Lecture 29 - Agent Skills: Workflow Discipline for Reliable Coding Agents¶
Course: Agentic AI & GenAI | Previous: Lecture 28 | Next: Lecture 30
Modern coding agents can generate code quickly.
That is not the same as doing engineering work correctly.
The useful mental model:
Agents optimize for "done."
Senior engineers optimize for correct, reviewable, and safe.
Agent skills encode the missing senior-engineering process.
This lecture uses Addy Osmani's Agent Skills work as a reference pattern and adapts it to OpenClaw-style harnesses, local-first agents, on-device AI, and hardware bring-up workflows.
Learning objectives¶
By the end of this lecture, you should be able to:
- Explain why agent skills are workflows, not knowledge dumps.
- Design a skill with triggers, checkpoints, evidence, and exit criteria.
- Use anti-rationalization tables to prevent shortcut behavior.
- Apply progressive disclosure so agents load only relevant workflows.
- Separate soft skill guidance from hard runtime enforcement.
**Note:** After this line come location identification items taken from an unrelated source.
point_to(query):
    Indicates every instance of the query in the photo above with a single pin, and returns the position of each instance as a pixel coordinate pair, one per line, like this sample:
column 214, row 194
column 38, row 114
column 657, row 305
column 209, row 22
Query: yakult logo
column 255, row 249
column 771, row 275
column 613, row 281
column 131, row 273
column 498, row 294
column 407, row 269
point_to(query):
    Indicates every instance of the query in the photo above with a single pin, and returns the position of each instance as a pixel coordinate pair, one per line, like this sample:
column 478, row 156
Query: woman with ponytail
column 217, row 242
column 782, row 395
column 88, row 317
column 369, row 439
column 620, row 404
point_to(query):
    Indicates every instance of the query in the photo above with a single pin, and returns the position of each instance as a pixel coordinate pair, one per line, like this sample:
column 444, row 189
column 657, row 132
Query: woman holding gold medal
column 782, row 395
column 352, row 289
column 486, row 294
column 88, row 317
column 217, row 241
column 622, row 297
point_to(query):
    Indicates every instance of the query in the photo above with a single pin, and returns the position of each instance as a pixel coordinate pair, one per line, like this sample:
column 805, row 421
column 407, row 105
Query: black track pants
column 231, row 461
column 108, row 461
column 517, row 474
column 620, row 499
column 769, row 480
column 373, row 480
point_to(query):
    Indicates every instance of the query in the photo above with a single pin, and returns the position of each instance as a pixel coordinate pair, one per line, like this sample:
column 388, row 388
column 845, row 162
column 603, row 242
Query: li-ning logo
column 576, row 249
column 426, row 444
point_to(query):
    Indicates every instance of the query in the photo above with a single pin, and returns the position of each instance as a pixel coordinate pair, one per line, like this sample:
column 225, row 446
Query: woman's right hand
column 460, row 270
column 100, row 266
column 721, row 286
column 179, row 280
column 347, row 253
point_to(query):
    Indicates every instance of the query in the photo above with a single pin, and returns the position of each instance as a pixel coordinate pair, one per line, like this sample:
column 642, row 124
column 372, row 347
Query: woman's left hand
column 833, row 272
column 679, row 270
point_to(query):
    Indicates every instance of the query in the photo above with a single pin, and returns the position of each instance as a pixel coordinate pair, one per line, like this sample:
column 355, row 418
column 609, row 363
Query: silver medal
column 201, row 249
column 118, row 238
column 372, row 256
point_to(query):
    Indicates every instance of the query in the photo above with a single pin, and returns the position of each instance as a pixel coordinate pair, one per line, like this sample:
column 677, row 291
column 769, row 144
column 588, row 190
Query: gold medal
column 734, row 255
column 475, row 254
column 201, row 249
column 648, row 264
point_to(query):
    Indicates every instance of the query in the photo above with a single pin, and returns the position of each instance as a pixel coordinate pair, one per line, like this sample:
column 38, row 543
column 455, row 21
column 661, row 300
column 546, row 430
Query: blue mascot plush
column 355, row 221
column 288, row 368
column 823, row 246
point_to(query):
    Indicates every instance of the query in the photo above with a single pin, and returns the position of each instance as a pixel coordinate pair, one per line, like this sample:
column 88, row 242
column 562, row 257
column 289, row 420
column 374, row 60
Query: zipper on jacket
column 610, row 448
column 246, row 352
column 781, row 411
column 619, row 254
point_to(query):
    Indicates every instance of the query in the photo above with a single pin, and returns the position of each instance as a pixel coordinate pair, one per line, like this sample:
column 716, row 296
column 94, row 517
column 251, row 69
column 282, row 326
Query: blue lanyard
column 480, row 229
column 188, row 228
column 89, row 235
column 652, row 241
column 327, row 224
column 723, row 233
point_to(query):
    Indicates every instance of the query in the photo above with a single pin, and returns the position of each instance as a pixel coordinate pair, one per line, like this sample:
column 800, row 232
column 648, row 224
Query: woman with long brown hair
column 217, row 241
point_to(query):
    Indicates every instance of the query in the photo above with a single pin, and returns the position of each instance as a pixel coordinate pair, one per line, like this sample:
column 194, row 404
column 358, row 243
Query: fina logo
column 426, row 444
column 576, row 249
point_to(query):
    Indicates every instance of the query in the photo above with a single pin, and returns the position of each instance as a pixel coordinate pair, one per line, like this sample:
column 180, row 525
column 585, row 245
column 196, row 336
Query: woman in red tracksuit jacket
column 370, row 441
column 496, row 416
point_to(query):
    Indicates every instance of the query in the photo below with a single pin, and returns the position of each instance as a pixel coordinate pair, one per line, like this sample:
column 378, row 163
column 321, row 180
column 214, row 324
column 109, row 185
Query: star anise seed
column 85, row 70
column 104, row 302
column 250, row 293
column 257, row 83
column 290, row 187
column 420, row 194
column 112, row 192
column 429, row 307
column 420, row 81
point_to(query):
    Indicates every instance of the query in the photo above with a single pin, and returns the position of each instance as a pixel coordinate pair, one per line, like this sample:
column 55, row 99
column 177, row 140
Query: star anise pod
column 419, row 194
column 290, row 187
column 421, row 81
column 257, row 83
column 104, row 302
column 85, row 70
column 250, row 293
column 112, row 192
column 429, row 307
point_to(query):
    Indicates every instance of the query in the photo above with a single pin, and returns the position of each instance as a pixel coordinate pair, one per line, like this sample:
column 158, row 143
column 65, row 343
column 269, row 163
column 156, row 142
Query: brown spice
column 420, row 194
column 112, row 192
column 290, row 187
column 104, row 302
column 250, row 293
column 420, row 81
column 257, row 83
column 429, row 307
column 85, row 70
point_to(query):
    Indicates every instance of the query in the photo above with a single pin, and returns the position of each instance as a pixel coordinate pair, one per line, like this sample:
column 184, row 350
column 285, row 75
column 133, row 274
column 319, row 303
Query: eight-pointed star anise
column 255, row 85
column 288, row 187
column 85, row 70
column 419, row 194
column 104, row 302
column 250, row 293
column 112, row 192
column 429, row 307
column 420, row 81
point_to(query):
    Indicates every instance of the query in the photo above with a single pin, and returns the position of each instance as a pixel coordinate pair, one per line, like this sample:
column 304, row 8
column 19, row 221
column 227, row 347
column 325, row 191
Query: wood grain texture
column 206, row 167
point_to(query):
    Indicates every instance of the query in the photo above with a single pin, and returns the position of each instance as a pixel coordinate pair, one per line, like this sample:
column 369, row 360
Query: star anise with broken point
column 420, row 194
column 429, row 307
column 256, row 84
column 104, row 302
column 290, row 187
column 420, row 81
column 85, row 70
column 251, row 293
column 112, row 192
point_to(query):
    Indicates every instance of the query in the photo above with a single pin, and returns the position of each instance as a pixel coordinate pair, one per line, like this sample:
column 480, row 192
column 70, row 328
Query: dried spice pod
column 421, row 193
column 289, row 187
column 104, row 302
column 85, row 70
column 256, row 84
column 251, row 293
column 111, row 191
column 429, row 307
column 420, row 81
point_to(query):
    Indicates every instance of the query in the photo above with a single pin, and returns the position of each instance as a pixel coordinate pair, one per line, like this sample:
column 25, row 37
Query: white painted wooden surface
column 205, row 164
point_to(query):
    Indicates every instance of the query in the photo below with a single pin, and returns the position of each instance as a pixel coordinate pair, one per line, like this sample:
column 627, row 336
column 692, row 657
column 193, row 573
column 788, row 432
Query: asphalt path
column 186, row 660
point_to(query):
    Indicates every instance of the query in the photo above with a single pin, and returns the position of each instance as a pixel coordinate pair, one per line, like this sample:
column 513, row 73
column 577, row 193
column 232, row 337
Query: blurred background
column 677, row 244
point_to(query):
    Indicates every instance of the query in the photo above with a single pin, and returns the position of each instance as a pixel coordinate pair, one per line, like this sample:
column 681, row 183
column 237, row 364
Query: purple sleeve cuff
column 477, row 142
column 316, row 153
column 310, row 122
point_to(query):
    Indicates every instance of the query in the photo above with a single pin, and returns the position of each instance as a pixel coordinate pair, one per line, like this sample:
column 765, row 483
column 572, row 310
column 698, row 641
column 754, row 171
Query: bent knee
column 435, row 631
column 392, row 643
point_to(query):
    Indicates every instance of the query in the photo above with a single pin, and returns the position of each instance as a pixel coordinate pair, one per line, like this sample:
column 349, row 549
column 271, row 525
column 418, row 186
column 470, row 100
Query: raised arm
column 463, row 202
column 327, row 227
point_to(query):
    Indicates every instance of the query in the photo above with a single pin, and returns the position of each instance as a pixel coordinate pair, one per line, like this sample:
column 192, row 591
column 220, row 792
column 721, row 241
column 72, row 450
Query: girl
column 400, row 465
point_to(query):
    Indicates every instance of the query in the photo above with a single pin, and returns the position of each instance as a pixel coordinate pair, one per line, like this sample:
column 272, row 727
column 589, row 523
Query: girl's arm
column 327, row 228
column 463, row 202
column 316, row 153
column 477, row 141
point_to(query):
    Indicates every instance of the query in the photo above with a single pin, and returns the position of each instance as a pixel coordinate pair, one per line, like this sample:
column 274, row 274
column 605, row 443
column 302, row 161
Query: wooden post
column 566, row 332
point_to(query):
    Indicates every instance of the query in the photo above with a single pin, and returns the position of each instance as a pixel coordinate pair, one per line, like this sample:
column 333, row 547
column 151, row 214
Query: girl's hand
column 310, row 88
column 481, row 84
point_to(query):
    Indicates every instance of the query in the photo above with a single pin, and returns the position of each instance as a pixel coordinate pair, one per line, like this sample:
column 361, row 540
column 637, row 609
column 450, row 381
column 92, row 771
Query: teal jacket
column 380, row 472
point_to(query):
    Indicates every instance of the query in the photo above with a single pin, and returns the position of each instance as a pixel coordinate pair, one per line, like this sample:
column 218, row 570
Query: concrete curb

- Map skills into OpenClaw-style prompts, hooks, tools, sessions, and artifacts.
- Write skills for coding, hardware bring-up, and on-device AI work.
1. Why agents fail in practice¶
Agents often fail because they skip invisible engineering work:
| Missing discipline | Failure mode |
|---|---|
| Spec | the agent solves the wrong problem |
| Constraints | the agent changes files or behavior outside scope |
| Tests | the agent declares success without proof |
| Reviewability | the final diff is too broad to trust |
| Runtime evidence | code compiles but fails in the real environment |
| Safety boundary | the prompt says "be careful" but tools still allow damage |
This resembles a fast junior engineer:
Agent skills exist to make the missing process explicit.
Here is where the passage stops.